Nürnberg (epd). Die Diakonie Bayern beteiligt sich mit anderen Verbänden an einer Petition an den Deutschen Bundestag. Wie der evangelische Verband am Dienstag mitteilte, werden in der Petition mehr Mittel für die Freiwilligendienste von Bund und Ländern gefordert. Die Möglichkeit für junge Menschen, so einen Dienst zu machen, hängt nach Einschätzung der Diakonie derzeit zu oft vom Einkommen der Eltern ab. Holger Kalippke, beim zweitgrößten Wohlfahrtsverband in Bayern für die Freiwilligendienste zuständig, sagte, gerade junge Menschen aus einkommensschwachen Familien könnten sich - trotz Interesse - keinen Freiwilligendienst leisten: "Dieses Problem wird durch Inflation und steigende Lebensunterhaltskosten weiter verschärft."

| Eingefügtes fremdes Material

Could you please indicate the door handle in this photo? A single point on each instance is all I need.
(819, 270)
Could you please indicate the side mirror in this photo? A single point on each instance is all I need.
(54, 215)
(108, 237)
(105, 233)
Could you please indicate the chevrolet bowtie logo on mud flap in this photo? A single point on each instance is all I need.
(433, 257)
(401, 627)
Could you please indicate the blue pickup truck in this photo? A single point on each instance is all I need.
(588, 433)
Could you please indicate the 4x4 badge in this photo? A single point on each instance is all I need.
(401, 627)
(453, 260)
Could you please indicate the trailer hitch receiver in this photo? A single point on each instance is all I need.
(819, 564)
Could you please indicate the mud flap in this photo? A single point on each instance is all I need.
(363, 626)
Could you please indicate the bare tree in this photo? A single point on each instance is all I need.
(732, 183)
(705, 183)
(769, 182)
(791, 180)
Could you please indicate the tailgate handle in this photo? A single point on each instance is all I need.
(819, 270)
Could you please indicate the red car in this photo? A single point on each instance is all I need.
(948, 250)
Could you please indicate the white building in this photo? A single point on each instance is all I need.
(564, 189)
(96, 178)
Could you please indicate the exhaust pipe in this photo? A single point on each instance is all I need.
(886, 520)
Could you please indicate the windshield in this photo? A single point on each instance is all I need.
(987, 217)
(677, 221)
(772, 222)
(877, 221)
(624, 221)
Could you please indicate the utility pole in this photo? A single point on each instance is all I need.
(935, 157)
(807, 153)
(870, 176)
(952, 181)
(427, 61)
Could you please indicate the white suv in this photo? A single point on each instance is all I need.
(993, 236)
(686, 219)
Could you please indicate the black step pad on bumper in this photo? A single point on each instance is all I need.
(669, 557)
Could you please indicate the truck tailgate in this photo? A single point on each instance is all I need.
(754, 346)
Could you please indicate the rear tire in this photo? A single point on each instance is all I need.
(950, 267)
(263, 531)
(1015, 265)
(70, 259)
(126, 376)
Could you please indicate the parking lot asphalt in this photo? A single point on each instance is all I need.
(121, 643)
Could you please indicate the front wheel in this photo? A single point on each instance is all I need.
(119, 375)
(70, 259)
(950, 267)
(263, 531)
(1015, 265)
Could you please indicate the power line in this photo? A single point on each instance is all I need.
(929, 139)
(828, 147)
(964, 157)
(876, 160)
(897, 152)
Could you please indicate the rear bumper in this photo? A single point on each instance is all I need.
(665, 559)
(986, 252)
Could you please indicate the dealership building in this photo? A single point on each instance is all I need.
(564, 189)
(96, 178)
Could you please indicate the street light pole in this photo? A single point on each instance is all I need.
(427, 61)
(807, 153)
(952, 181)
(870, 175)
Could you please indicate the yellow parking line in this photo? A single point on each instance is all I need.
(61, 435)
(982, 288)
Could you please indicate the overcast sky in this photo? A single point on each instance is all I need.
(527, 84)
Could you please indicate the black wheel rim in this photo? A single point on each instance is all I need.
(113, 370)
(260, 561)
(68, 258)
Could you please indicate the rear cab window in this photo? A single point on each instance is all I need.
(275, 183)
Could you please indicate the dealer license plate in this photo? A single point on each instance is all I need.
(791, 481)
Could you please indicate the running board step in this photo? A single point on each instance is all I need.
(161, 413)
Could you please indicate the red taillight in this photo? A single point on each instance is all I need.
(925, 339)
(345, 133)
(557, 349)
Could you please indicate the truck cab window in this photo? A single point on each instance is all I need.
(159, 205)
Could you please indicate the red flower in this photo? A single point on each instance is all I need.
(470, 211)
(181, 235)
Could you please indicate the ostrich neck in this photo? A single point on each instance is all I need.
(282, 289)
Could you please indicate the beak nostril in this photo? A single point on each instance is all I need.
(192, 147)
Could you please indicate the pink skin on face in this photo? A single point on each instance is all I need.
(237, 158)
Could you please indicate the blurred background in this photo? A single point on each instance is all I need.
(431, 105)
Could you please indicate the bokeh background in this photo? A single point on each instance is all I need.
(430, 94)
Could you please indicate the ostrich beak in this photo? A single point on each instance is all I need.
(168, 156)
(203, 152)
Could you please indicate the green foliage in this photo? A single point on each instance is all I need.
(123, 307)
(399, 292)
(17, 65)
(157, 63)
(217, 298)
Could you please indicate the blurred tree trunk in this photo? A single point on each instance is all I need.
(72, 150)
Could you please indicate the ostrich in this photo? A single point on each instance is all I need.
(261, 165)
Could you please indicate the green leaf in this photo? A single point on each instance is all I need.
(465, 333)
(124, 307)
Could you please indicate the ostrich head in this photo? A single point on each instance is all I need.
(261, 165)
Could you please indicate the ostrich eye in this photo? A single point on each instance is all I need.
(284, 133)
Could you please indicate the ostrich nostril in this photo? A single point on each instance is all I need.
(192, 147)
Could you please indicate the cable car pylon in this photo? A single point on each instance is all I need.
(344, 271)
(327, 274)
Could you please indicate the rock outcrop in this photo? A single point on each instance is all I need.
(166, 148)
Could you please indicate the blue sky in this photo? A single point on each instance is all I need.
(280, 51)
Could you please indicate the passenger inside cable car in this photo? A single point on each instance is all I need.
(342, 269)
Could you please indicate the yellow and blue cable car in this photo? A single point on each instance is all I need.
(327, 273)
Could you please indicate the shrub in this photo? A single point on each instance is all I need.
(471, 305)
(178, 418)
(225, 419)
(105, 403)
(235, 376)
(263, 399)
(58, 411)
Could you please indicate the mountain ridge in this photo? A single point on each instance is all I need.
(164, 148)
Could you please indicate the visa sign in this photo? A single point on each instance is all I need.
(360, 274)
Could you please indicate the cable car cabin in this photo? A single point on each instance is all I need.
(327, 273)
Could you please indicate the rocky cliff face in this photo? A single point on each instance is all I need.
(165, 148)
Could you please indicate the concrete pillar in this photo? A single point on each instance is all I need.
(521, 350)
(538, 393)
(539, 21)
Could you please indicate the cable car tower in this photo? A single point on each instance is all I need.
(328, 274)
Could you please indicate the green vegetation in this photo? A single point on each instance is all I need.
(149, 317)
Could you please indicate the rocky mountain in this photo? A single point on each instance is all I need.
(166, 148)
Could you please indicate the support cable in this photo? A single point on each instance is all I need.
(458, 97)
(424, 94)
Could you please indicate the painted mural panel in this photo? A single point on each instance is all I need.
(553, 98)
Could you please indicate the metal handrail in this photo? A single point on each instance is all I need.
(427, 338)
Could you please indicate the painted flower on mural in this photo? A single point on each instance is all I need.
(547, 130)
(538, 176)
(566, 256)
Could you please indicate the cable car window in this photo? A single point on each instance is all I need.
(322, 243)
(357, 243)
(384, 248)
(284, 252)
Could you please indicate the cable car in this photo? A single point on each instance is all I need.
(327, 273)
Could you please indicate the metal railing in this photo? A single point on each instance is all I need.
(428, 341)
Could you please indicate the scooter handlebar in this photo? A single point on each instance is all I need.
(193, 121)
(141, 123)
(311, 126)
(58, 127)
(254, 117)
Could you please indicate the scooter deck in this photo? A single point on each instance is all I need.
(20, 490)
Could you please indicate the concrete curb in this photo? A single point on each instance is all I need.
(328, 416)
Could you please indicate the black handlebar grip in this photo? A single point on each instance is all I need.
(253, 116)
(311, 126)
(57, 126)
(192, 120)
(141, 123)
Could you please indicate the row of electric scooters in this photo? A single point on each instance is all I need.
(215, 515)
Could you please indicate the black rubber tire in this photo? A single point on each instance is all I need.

Der Freiwilligendienst verlange außerdem Umzüge, Fahrten zur Einsatzstelle und zu Seminaren. Auf Fahrtkostenerstattungen müssten die Freiwilligen aber häufig Monate warten. Kalippke stellte fest, dass sich bei Freiwilligen aus Familien mit weniger großem Geldbeutel auch soziale Ungerechtigkeiten ergeben würden: "Freiwillige haben einen schlechten Zugang zum Wohngeld, sie werden nicht vom Rundfunkbeitrag befreit und das Taschengeld wird auf Unterhalt und Sozialleistungen der Familienangehörigen angerechnet."

Zu den Forderungen der Petition, die noch bis 6. Juli unterschrieben werden kann, gehört auch, dass die Freiwilligen kostenlos Nah- und Fernverkehr können und ein Taschengeld erhalten, das an den Bafög-Höchstsatz angelehnt sei.